MILIONÁRIO RECUSA AJUDAR MÃE NA CHUVA E ABANDONA-A NA RUA… ATÉ QUE 3 ANOS DEPOIS ELA FAZ O IMPENSÁVEL

MILIONÁRIO RECUSA AJUDAR MÃE NA CHUVA E ABANDONA-A NA RUA… ATÉ QUE 3 ANOS DEPOIS ELA FAZ O IMPENSÁVEL

A chuva caía sem piedade sobre as ruas movimentadas da Cidade do México. Carmen caminhava com dificuldade pelos passeios inundados, sentindo o frio penetrar nos ossos e gelar a sua alma. O seu casaco velho, demasiado fino para aquela tempestade implacável, estava encharcado e colava-se ao seu corpo trémulo. Contudo, a sua única preocupação era o pequeno embrulho que apertava desesperadamente contra o peito. A sua filha, a pequena Sofía, de apenas 3 meses, ardia em febre. O termómetro no centro de saúde marcava uns perigosos 39 graus. O médico apenas lhe tinha dado uma receita médica muito básica e mandou-a de volta para casa. O problema dramático era que Carmen não tinha um único peso no bolso. Na sua carteira gasta, restavam exclusivamente as moedas exatas para comprar o leite e as fraldas da bebé. Não havia dinheiro para bilhetes de autocarro, não havia saldo para o metro e, muito menos, havia qualquer possibilidade de chamar um táxi.

A vida de Carmen tinha desmoronado completamente há exatos 6 meses. O seu marido, o trabalhador Mateo, perdeu a vida num trágico acidente num luxuoso arranha-céus que estava a ser construído em Polanco. Uma pesada viga de aço caiu rapidamente antes que qualquer pessoa pudesse dar o grito de aviso. Carmen estava grávida de 4 meses na altura, e o seu mundo escureceu de forma permanente. O parto foi realizado num hospital público saturado, cheio de dores e de uma solidão que a deixava sem fôlego. Desde essa altura, Carmen fazia de tudo para sobreviver: limpava casas, vendia tamales na rua desde a madrugada, lavava enormes pilhas de roupa para fora. A sua vizinha, a velha Dona Rosa, de 70 anos e com um coração gigante, era a sua única ajuda, cuidando de Sofía de vez em quando para que Carmen pudesse trabalhar e trazer algumas moedas.

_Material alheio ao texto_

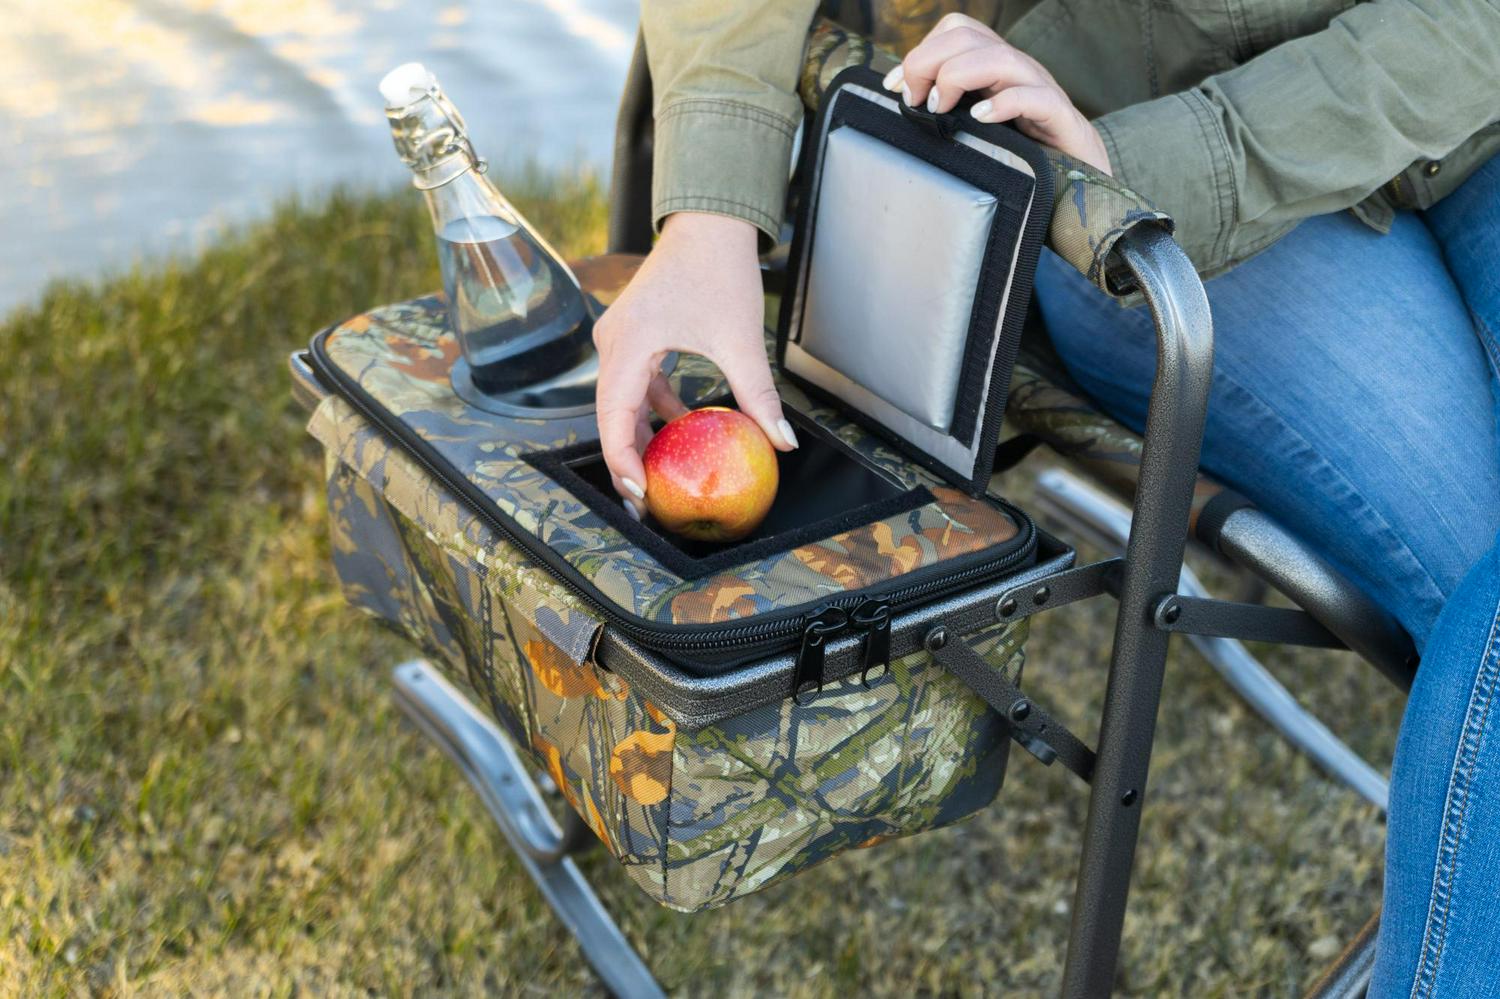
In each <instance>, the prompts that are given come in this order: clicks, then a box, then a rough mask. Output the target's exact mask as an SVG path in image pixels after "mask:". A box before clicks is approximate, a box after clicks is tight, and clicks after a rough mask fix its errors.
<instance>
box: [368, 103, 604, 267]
mask: <svg viewBox="0 0 1500 999" xmlns="http://www.w3.org/2000/svg"><path fill="white" fill-rule="evenodd" d="M386 117H387V120H389V121H390V133H392V141H393V142H395V144H396V153H398V154H399V156H401V159H402V162H404V163H407V166H410V168H411V172H413V177H411V184H413V186H414V187H417V189H419V190H420V192H422V193H423V195H425V196H426V201H428V211H431V213H432V228H434V231H435V233H441V231H443V229H444V226H447V225H449V223H452V222H456V220H459V219H480V217H486V216H487V217H498V219H501V220H504V222H510V223H513V225H516V226H519V228H520V229H523V231H525V234H526V236H528V237H529V239H531V240H532V242H534V243H535V245H537V246H538V248H540V249H541V251H543V252H544V254H547V255H549V257H550V258H552V260H553V261H556V263H558V267H559V270H561V272H562V273H564V275H567V278H568V279H570V281H571V282H573V285H574V287H577V278H576V276H574V275H573V272H571V269H570V267H567V264H564V263H562V258H561V255H558V252H556V249H553V248H552V245H550V243H547V242H546V239H544V237H543V236H541V234H540V233H538V231H537V229H535V226H532V225H531V223H529V222H526V219H525V216H522V214H520V211H517V210H516V207H514V205H513V204H510V201H507V199H505V196H504V195H502V193H501V192H499V190H498V189H496V187H495V184H493V183H490V180H489V177H486V175H484V171H486V168H487V163H486V160H484V159H483V157H481V156H478V153H477V151H475V150H474V144H472V142H471V141H469V136H468V126H465V124H463V117H462V115H460V114H459V111H458V108H455V107H453V102H450V101H449V99H447V96H446V95H444V93H443V90H441V89H440V87H438V86H437V84H435V83H434V84H432V86H431V87H429V89H428V90H426V92H425V93H422V96H419V98H417V99H416V101H413V102H410V104H407V105H404V107H399V108H387V110H386Z"/></svg>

Naquela tarde cinzenta e sombria, a chuva transformou-se numa tempestade assustadora. O choro fraco de Sofía rasgava literalmente o coração de Carmen. Ela parou debaixo da pequena marquise de uma loja que estava fechada, tentando proteger a bebé, mas as rajadas de vento atiravam a água gelada diretamente contra o rosto das duas. Desesperada, olhou para a estrada. O trânsito estava parado devido a um semáforo vermelho. Mesmo ali à sua frente, a menos de 2 metros de distância, um imponente e luxuoso carro preto brilhava sob as gotas da chuva.

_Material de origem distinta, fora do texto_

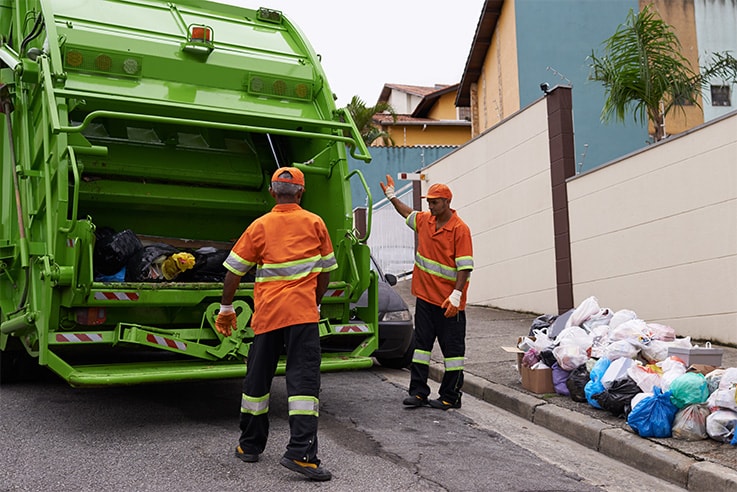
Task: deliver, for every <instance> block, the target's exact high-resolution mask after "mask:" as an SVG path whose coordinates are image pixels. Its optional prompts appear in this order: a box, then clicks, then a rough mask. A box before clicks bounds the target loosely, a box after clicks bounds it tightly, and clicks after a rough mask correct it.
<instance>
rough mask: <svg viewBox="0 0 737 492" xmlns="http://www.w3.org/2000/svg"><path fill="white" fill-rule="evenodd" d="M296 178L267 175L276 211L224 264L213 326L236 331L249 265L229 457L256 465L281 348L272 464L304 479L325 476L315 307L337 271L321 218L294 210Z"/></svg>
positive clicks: (320, 480)
mask: <svg viewBox="0 0 737 492" xmlns="http://www.w3.org/2000/svg"><path fill="white" fill-rule="evenodd" d="M304 186H305V180H304V175H303V174H302V172H301V171H300V170H299V169H296V168H291V167H283V168H280V169H277V170H276V172H275V173H274V175H273V176H272V178H271V187H270V188H269V192H270V193H271V196H273V197H274V199H275V200H276V206H274V208H273V209H272V210H271V211H270V212H269V213H267V214H266V215H263V216H262V217H260V218H258V219H256V220H255V221H253V223H252V224H251V225H250V226H248V228H247V229H246V230H245V232H244V233H243V234H242V235H241V237H240V239H238V242H236V244H235V246H233V249H232V250H231V251H230V254H229V255H228V258H227V259H226V260H225V262H224V265H225V268H227V269H228V273H227V274H226V276H225V280H224V286H223V296H222V299H221V304H220V311H219V313H218V316H217V319H216V322H215V327H216V329H217V330H218V331H219V332H220V333H222V334H223V335H226V336H230V334H231V331H232V330H235V329H236V328H237V327H236V313H235V311H234V310H233V305H232V304H233V297H234V295H235V292H236V290H237V288H238V285H239V284H240V281H241V278H242V277H243V275H245V274H246V273H247V272H248V271H249V270H250V269H251V268H252V267H253V266H254V265H255V266H256V282H255V286H254V289H253V298H254V312H253V318H252V320H251V327H252V328H253V331H254V334H255V336H254V339H253V343H252V344H251V349H250V351H249V353H248V362H247V373H246V377H245V380H244V382H243V397H242V400H241V418H240V428H241V436H240V439H239V443H238V447H237V448H236V451H235V454H236V456H237V457H238V458H240V459H241V460H243V461H245V462H256V461H258V460H259V457H260V455H261V453H263V451H264V448H265V447H266V440H267V438H268V434H269V416H268V411H269V396H270V391H271V382H272V380H273V378H274V373H275V371H276V367H277V363H278V361H279V356H280V355H281V354H282V352H283V350H284V349H285V347H286V356H287V366H286V383H287V394H288V397H289V400H288V406H289V429H290V439H289V444H288V445H287V450H286V452H285V453H284V456H283V457H282V458H281V461H280V463H281V464H282V465H283V466H285V467H287V468H289V469H290V470H293V471H296V472H298V473H301V474H303V475H305V476H306V477H308V478H309V479H311V480H319V481H324V480H330V479H331V478H332V475H331V474H330V472H329V471H328V470H326V469H325V468H324V467H322V466H320V460H319V459H318V458H317V420H318V408H319V400H318V393H319V391H320V360H321V352H320V338H319V331H318V321H319V319H320V313H319V308H318V305H319V304H320V301H321V300H322V296H323V294H325V291H326V290H327V287H328V283H329V277H330V273H329V272H330V271H332V270H335V269H336V268H338V265H337V262H336V260H335V255H334V253H333V245H332V243H331V241H330V235H329V234H328V230H327V228H326V227H325V223H324V222H323V220H322V219H321V218H320V217H319V216H317V215H315V214H313V213H312V212H308V211H307V210H304V209H303V208H302V207H301V206H300V201H301V199H302V193H303V192H304Z"/></svg>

Engolindo todo o seu orgulho e movida pelo puro instinto materno, Carmen aproximou-se do veículo imponente. Com a mão a tremer de frio, bateu no vidro escuro. O vidro desceu de forma lenta, revelando um homem bem-parecido, vestido com um fato italiano impecável. Era Alejandro, um milionário de 32 anos, arrogante, frio e impaciente, que comandava uma das maiores empresas de tecnologia no moderno bairro de Santa Fé.